Classic relational databases enable you to create highly normalized data models with schema that might contain a lot of tables. Logical entities are broken into several tables and every complex property of the primary entity (for example, list, array, collection) is placed into separate table.
An example of simple Person entity that has many email addresses and phone numbers is shown on the following diagram:
This simple but still highly normalized data model is optimized for large number of concurrent users who can update any of the tables in the diagram. We can have one user who is updating Person row, other who is concurrently updating EmailAddress for the same person, third that is updating PersonPhone, and fourth that is updating PhoneNumberType table without affecting each other. Furthermore, we can have several users that are updating different email addresses for the same user without affecting each other because locks are applied at the row-level. As we can see this model is designed for high concurrent updates of the same logical records.
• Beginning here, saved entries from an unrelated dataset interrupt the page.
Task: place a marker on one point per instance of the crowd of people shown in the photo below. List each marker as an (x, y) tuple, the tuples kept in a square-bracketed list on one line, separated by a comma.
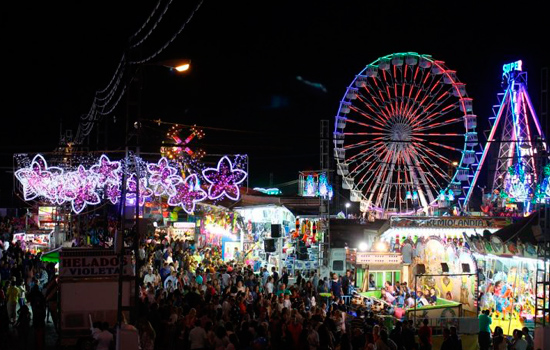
[(191, 299), (25, 294)]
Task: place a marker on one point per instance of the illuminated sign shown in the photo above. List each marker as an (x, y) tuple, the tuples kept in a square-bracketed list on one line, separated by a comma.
[(370, 258), (509, 67), (449, 222), (268, 191), (98, 266)]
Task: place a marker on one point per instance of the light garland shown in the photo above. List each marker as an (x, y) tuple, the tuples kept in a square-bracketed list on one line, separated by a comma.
[(102, 180)]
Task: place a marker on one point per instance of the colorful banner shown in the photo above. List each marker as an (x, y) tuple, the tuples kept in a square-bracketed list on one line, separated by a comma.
[(450, 222), (94, 266)]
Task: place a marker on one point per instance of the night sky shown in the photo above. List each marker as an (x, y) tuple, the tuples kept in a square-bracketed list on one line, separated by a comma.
[(246, 57)]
The drawback of this approach is the fact that it requires many JOINs or separate queries to retrieve all necessary data if a user needs to get the data for a single person. Also, in order to insert new person that is physically split in several tables you would need to use transactions to update many table, and in many case we need to follow parent/child order defined by referential integrity, read primary key of the parent row before we insert child row, lock several tables, etc.
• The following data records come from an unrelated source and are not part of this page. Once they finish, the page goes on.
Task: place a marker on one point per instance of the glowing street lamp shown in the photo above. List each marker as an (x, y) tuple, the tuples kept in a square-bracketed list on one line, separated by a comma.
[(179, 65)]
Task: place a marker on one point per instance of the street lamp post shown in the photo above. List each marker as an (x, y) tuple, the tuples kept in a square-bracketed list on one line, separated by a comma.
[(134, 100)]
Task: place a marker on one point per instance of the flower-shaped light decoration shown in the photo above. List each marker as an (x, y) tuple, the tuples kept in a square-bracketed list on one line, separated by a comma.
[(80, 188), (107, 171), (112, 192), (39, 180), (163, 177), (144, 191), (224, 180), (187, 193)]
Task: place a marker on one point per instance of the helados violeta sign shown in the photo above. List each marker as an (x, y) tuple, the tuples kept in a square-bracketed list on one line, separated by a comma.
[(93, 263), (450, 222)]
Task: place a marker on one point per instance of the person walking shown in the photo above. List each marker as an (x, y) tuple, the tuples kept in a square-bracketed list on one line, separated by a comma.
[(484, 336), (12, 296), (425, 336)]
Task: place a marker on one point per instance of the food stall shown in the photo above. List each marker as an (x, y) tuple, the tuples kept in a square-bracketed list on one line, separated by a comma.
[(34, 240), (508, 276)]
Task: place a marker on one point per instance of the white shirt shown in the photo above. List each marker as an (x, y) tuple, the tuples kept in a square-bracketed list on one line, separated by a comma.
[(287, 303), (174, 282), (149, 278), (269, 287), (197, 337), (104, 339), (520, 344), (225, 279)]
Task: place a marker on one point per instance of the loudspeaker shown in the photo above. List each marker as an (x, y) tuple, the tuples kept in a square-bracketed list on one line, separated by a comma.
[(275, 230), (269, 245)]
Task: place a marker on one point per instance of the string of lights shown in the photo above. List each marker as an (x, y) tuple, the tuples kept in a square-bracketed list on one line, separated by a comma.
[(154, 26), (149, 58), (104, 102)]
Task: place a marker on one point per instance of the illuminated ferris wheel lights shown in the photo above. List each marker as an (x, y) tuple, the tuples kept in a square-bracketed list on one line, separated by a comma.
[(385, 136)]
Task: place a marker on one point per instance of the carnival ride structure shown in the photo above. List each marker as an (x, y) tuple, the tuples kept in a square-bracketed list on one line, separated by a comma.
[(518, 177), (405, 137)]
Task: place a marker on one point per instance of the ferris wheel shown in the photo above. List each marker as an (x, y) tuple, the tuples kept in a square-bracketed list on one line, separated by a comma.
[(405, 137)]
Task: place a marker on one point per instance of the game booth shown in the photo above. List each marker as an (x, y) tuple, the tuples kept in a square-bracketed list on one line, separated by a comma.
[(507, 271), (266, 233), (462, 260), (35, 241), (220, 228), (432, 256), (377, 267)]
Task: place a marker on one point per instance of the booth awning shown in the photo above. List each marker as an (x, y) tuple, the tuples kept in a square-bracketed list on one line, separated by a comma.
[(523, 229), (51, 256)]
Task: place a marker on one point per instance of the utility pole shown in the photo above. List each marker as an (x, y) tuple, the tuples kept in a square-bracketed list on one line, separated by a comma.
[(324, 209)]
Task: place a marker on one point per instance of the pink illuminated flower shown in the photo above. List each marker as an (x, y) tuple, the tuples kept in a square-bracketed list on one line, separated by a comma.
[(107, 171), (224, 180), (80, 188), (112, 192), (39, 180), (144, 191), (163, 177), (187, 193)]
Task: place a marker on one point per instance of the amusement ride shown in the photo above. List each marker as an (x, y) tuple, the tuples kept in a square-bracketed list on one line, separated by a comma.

There are many workloads that cannot fully leverage this design because they have the following characteristics:
- There are no large number of separate users that update fine-grained pieces of information for the same entity at the same time.
- User who are reading information about primary/logical entity (Person) usually must read all related information.
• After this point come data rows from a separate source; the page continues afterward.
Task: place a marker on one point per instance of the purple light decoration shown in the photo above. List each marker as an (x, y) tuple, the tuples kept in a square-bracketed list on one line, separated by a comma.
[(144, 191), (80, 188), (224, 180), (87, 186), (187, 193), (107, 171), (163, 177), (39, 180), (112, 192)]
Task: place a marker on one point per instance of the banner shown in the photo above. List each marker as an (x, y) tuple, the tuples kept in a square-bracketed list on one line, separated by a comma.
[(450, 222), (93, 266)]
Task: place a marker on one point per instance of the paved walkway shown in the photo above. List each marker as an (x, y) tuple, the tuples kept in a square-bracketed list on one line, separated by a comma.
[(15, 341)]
- Users are updating logical entity in one transaction, and not individual pieces (emails, phones). Complex entities are updated in batches and involve insert/updates both in primary table (Person in this case), and all related secondary tables, which might cause locking issues.
In the schema displayed above, we can notice that email addresses and phone numbers for persons are not frequently changed (how many times you have changed email address or phone number in the last month?) For these types of workloads, highly normalized schema doesn’t provide the main high concurrency benefit but introduces the cost of reading and updating highly normalized data.
Architects sometime choose NoSQL databases for that kind of models and workloads, because NoSQL collections enable them to physically store logical entities as single record (usually formatted as JSON). However, this choice is a problem if some parts of the schema must stay in SQL Database because they would need to join relational and non-relational data from the different sources in the application layer.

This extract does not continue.